TL;DR
there is a recent thread with a topic something like "What process do you use to write programs." This thread seems to be overlapping with that, which is fine with me. Out the the procedural programming world, there are many approaches: waterfall; test-driven design; agile/scrum/many other names; etc. This will be a post about waterfall vs. agile.
As understood by most people, waterfall at its core is based on requirements; it is the traditional way software was done back in the day e.g. similar to building a process from a design specification. The relevant parties look at the process, and define what the process must do, along with maybe some items it "should do." A lot of effort goes into the requirements document, then it is passed on to the programmers. The theory most people have about waterfall is that you go through once the requirements document process, then once through the programming process, and when the software meets the requirements (e.g. write tests), the system will work. I was hired late on a project as a remote worker. I would get on telecons and all they would talk about was section this or that section of the requirements document, and I remember thinking, "is anyone writing code?" There was a critical design review (CDR) scheduled that would determine whether the code passed a set of tests, and the project was producing so little, after three years, that the pass/fail metrics for the CDR were dropped back to a PLC/process equivalent of "if a box of a particular size is placed on the end of the conveyor, the prox senses it and the conveyor turns on." So the CDR starts, and they are failing 80% of the metrics. This one test engineer, she saved the project by standing tall and saying "this failed" and not allowing exceptions (e.g. coders will say "yes it failed, but we found it was a single typo in line 1356 and it will work now," and sometimes that is accepted in place of a successful test). Oh yeah, and the conveyor did not start when the box hit the prox. So maybe a third of the way through the two-day CDR, the head honcho shuts the CDR down and starts interviewing people about the project. Remember, this has been going on for three years.

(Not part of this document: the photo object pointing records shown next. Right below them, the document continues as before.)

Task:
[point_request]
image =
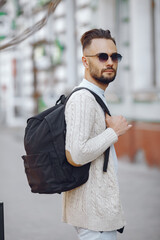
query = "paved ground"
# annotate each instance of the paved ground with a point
(38, 217)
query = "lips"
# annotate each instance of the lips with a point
(109, 70)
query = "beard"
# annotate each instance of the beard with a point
(100, 77)
(104, 80)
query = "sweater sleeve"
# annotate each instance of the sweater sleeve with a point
(80, 115)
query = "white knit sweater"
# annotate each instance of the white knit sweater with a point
(96, 204)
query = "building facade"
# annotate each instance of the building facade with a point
(36, 71)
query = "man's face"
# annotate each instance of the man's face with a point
(101, 71)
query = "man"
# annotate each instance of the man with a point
(94, 208)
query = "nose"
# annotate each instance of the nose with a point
(109, 62)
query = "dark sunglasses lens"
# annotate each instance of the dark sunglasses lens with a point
(116, 57)
(103, 57)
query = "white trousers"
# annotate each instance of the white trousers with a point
(86, 234)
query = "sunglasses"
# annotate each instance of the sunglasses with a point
(103, 57)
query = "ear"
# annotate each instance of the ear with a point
(85, 62)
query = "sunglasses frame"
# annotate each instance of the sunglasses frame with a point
(119, 57)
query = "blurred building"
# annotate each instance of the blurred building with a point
(35, 72)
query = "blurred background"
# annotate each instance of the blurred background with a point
(40, 59)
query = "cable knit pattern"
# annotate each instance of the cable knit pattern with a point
(96, 204)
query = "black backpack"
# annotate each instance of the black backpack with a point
(46, 166)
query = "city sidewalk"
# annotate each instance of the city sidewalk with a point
(31, 216)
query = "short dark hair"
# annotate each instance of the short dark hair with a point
(95, 33)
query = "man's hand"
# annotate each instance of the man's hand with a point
(118, 123)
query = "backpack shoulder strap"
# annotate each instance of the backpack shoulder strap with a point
(105, 109)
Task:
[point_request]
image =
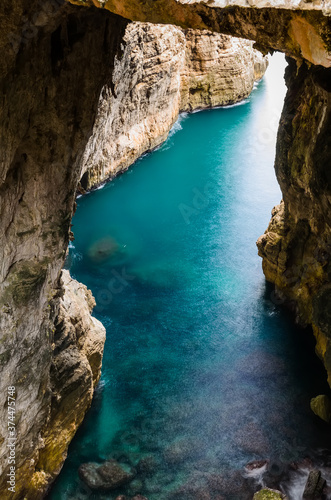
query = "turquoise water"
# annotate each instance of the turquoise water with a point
(202, 370)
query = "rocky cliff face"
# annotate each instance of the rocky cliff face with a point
(50, 81)
(54, 61)
(296, 247)
(162, 71)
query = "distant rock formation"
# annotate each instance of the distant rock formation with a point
(162, 71)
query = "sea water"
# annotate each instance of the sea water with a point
(203, 370)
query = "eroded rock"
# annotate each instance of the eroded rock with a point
(106, 477)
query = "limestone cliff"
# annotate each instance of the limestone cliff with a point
(296, 248)
(50, 82)
(164, 70)
(76, 367)
(55, 59)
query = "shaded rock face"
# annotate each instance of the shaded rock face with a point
(75, 371)
(55, 60)
(298, 28)
(162, 71)
(296, 247)
(50, 81)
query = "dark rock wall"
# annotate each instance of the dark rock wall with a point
(296, 248)
(50, 82)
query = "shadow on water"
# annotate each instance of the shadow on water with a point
(202, 371)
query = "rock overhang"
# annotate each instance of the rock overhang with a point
(301, 29)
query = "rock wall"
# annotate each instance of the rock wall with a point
(54, 61)
(296, 247)
(164, 70)
(50, 81)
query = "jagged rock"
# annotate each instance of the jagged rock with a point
(51, 74)
(314, 486)
(296, 247)
(105, 477)
(147, 466)
(321, 406)
(257, 464)
(267, 494)
(164, 70)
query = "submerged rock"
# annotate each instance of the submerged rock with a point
(105, 477)
(102, 249)
(267, 494)
(321, 406)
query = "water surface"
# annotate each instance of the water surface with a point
(202, 371)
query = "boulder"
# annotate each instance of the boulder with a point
(106, 477)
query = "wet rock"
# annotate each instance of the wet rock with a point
(267, 494)
(314, 486)
(256, 464)
(105, 477)
(321, 406)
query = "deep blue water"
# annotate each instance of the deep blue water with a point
(202, 370)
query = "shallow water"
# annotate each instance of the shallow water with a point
(202, 370)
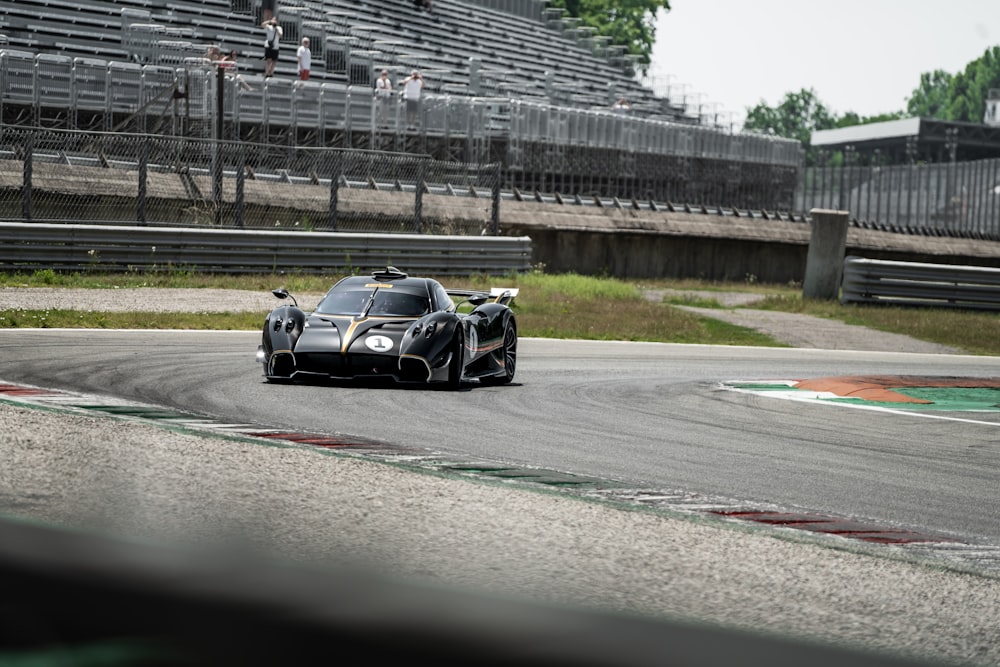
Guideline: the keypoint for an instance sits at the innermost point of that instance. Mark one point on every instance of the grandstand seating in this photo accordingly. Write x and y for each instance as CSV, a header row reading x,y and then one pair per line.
x,y
464,48
507,80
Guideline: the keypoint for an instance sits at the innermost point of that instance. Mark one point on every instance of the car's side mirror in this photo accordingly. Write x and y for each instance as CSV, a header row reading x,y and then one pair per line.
x,y
282,293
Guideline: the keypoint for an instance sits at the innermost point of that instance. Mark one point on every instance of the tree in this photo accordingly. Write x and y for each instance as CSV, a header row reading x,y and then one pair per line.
x,y
959,97
930,98
970,89
629,23
795,117
802,113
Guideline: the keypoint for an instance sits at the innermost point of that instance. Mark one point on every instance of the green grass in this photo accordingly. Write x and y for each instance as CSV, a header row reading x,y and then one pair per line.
x,y
553,306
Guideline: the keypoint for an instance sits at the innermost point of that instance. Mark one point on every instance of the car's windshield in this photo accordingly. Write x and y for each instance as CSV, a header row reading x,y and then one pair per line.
x,y
389,303
385,303
345,302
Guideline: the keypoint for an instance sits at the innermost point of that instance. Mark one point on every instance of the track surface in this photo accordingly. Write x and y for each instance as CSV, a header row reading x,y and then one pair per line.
x,y
652,415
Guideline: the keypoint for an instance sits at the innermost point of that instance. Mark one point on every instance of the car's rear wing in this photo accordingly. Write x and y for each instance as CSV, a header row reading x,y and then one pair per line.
x,y
502,295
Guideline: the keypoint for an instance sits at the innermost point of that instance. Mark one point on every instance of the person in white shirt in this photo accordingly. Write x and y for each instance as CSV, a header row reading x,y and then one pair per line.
x,y
412,86
272,35
383,96
305,59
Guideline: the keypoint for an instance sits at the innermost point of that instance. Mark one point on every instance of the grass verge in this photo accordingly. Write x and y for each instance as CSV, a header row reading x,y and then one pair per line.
x,y
552,306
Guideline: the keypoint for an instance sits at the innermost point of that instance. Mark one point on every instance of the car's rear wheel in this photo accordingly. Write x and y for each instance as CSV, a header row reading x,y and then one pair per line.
x,y
509,357
455,365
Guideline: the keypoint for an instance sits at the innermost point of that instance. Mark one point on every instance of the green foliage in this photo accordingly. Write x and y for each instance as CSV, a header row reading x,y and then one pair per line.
x,y
629,23
557,306
930,98
800,114
969,89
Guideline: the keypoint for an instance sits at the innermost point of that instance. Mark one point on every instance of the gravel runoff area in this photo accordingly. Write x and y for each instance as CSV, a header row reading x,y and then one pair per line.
x,y
123,476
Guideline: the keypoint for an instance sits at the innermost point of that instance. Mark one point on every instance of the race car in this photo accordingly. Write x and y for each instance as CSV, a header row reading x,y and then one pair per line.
x,y
389,324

Some people get fired, new people are brought in, and the new head programmer switches to agile. He asks the young programmers "should we refactor?" and they give a frightened, confused, "yes?" Apparently his predecessor more or less wielded the requirements document like a metaphorical (not physical) club "make the code do what it says here and the system will work," and everyone was abused and traumatized.
So they switch to agile. Agile, to me, is defined by small bites and humility. Small teams work only on one small piece of the project for small periods of time - two weeks is long. Then everybody gets back together and reviews what was done and whether to accept it into the project. The coolest thing about this process is, in that environment, when everyone is in the room looking at proposed code and asking questions, it is most often the author of the code who ultimately decides to reject that code in its current form during its review, and often for a very small thing that they know can be better. That is one place where humility comes in.
The other place for humility is in the overall approach, and takes a bit to explain, and for that here is a common example of how an agile process works. An agile-based software company comes in to do a project, and the client says "here are our 100 requirements." the agile folk say "What are the most important three?" The client says "There are 100, and they all must be met." "Yes, we know, just identify the top three." So the client points out the top three, and Agile heads off to code them up. They come back in a week, and review them with the client, find where any tweaks are needed, then ask "what are the next three most important?" "But there are 97 more" is the response, and you can guess how this is going. But the punch line is, after Agile completes about 20 items and asks for the next three, the client says "Don't bother, the system is fine as it is now, you're done."
So the humility in that story is that the agile-minded assume they do not fully understand the process, and work on a small piece they think they might understand, and the process knowledge gained from coding each small piece builds up and informs the design and coding of the future pieces. Another aspect of the humility is the willingness to refactor, literally throwing away the code to that point and starting over, when they see it is not going to work.
On the project I was on, they refactored the overall design three times at the beginning, and after a few weeks they were halfway to the box/conveyor/sensor problem (that was a metaphor for the current audience; it was more complex than that) that had not been solved in the previous three years, and about a month later they were well past that and they have not looked back. Looking at the system they have now, I can see analogies to automated processes, SCADA, history, and the ability to go back automatically detect changes in a spec and regenerate the relevant products.
One interesting sidebar is that, while the most of the world treats waterfall as a once-through process and expects a working system at the end of it, I heard that the person who came up with the waterfall process says it needs to be run two or three times or more to get get final system right. So in one sense, properly run waterfall as lot in common with agile, it is only the sizes of the bites taken that differ.
P.S. I have greatly oversimplified "agile" here, There are scrums and scrum masters and product owners and a lot of other pieces. I expect some would disagree with my characterization, but that is what I saw and it was amazing.